Manshoon favored the three frightened faces around the table with an affable smile.
He was indulging himself like the most overblown nobles, he knew, with all of these leering, airy utterances and glee-but by the kiss of Bane himself, it was so utterly fun playing a dastardly villain to the hilt. And after all, why not? Who was to stop him now?
With Elminster dead, a blithely unaware and scarcely defended Cormyr was a certain Manshoon’s for the taking, if he set no foot wrong in overeagerness.
So call this jauntiness a reward, richly won foolery that, after all, had more than a century of accomplishment behind it-unlike the empty, sneering strutting and peacock-screeching of this kingdom’s young nobility.
Why shouldn’t he?
Yet he’d missed chances and marred perfect schemes before. Elminster or no Elminster, this realm was still a prize.
A prize yet unconquered which had rebuffed formidable foes before.
Moreover, it had too many mages-however lacking in spells, prudence, and cunning-propping up its throne to dismiss its taming as an idle day’s undertaking.
Chortlingly manipulating or not, he must keep to his plan. Part of which held that he must not, under any circumstances, publicly announce his presence or even existence for some time to come.
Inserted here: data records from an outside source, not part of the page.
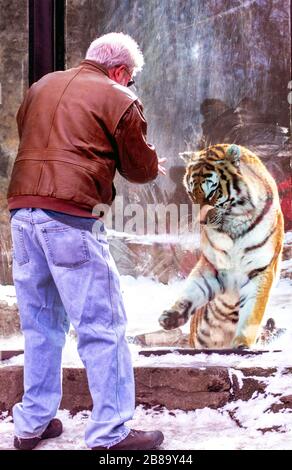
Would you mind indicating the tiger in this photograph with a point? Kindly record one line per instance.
(241, 242)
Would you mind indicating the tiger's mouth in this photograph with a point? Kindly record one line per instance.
(202, 216)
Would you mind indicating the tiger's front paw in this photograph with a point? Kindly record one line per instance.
(177, 316)
(240, 342)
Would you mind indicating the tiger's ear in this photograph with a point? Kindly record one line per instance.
(233, 154)
(187, 156)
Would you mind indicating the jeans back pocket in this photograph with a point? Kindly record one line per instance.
(67, 246)
(19, 251)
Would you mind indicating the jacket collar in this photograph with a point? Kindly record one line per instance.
(94, 66)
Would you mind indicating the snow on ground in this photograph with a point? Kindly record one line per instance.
(238, 425)
(153, 298)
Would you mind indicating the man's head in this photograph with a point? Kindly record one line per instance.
(120, 54)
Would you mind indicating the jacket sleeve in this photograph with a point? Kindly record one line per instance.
(21, 112)
(137, 161)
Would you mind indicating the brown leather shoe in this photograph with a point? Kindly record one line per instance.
(137, 440)
(54, 429)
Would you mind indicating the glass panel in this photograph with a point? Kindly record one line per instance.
(215, 72)
(13, 83)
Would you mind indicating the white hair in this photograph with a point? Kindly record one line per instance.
(114, 49)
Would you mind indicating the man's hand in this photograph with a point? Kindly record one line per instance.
(161, 168)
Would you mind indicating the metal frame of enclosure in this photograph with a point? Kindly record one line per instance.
(46, 37)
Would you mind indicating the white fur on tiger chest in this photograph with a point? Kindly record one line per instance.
(240, 256)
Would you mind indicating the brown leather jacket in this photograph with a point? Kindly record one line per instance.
(76, 127)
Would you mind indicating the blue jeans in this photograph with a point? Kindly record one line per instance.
(63, 271)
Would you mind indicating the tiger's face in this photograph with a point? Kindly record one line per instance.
(211, 176)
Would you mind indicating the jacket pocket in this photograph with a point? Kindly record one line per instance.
(67, 246)
(19, 251)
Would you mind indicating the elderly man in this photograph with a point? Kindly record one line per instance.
(76, 127)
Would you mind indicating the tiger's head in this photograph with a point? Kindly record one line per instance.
(212, 175)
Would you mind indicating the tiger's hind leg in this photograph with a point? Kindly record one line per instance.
(213, 326)
(254, 297)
He must always work through others. Overboldness and impatience had been his besetting flaws in the past; hereafter, he was determined not to repeat them.
“New flaws for old,” he murmured to himself. “That’s my road…”
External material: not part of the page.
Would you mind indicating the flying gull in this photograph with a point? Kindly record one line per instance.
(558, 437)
“L–Lord?” Sraunter dared to ask. With a smirk, Manshoon waved the question away.
He had planned all along to cause an uprising at the Council-not a hard thing to achieve, after all-in hopes of bringing about a few deaths. An Obarskyr or two and a handful of nobles. Particular nobles. That should eliminate some of the stubborn stalwarts in his path and push Cormyr to the verge of war.